Even after all of this work, there are still a lot of
lock_kernel() calls in the mainline. Almost all of them, though,
are in old, obscure code which is not relevant to a lot of users. In some
cases, the remaining BKL-using code might be shifted over to the
staging tree and eventually removed entirely if it is not fixed up. In
other cases, an effort will be made to eradicate the BKL; it can still be
found in occasionally-useful code like the Appletalk and ncpfs
implementations. There are also a lot of Video4Linux2 drivers which still
use the BKL; how those drivers will be fixed is the subject of an ongoing discussion in the V4L2 community.

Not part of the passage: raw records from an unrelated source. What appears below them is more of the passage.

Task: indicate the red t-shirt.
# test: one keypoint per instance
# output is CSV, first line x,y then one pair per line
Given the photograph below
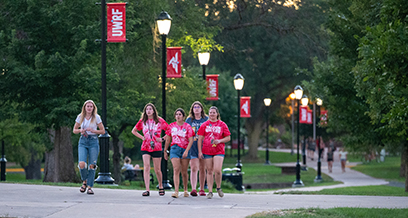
x,y
180,134
151,131
213,131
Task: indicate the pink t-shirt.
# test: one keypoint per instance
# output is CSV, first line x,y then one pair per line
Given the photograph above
x,y
151,131
212,131
180,134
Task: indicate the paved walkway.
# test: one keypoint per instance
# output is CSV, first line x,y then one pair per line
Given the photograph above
x,y
19,200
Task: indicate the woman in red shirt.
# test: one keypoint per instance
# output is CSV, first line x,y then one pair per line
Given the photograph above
x,y
181,135
212,136
151,125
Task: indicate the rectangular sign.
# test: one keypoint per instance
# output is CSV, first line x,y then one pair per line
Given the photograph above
x,y
174,62
212,87
245,105
116,20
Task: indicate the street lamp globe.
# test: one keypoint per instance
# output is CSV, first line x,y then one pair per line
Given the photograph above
x,y
298,92
267,102
164,23
203,58
305,100
238,82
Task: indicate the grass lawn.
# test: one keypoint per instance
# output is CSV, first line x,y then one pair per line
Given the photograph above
x,y
339,212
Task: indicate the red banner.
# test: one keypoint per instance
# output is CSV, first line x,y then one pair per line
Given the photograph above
x,y
116,21
245,106
174,62
212,87
303,114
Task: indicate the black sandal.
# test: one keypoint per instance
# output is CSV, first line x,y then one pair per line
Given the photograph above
x,y
83,188
146,193
161,191
90,192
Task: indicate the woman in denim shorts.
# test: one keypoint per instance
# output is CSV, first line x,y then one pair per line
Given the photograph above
x,y
212,135
87,124
181,135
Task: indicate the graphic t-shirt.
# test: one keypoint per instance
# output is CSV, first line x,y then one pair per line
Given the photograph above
x,y
87,123
213,131
179,134
151,132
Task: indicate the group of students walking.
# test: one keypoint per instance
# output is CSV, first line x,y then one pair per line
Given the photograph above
x,y
198,140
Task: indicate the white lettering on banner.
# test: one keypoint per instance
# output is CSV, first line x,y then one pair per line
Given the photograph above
x,y
245,107
213,87
174,62
117,22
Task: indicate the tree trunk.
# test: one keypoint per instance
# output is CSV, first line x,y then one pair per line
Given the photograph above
x,y
59,162
33,169
116,159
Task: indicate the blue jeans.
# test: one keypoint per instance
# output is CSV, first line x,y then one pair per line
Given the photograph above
x,y
88,149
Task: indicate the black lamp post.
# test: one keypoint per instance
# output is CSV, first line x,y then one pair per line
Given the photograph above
x,y
267,102
298,182
3,162
305,102
204,58
319,178
104,174
164,24
239,84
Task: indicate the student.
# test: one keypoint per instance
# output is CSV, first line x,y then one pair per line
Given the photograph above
x,y
195,119
181,135
87,124
151,125
213,134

The biggest impediment to a BKL-free 2.6.37, though, may well be the POSIX
locking code. File locks are represented internally with a
file_lock structure; those structures are passed around to a few
places and, of course, protected with the BKL. Patches exist to protect
those structures with a spinlock within the core kernel. The main sticking
point appears to be the NFS lockd daemon, which uses file_lock
structures and which, thus, requires the BKL; somebody is said to be working on
fixing this code, but no patches have been posted yet. Until lockd has
been converted, file locking as a whole requires the BKL. And, since it's
a rare
kernel that does not have file locking enabled, that will drag the BKL into
almost all real-world kernel builds.
Even after that fix is in place, distributor kernels are likely to need the
BKL for a bit longer. As long as there is even one module they ship which
requires the BKL, the support for it needs to be there, even if most users
will not have that module loaded. People who build their own kernels,
though, should often be able to put together a configuration which does not
need the BKL. If all goes well, 2.6.37 will have a configuration option
which makes BKL-free builds possible. That's a huge step forward, even if
the BKL still exists in most stock kernels.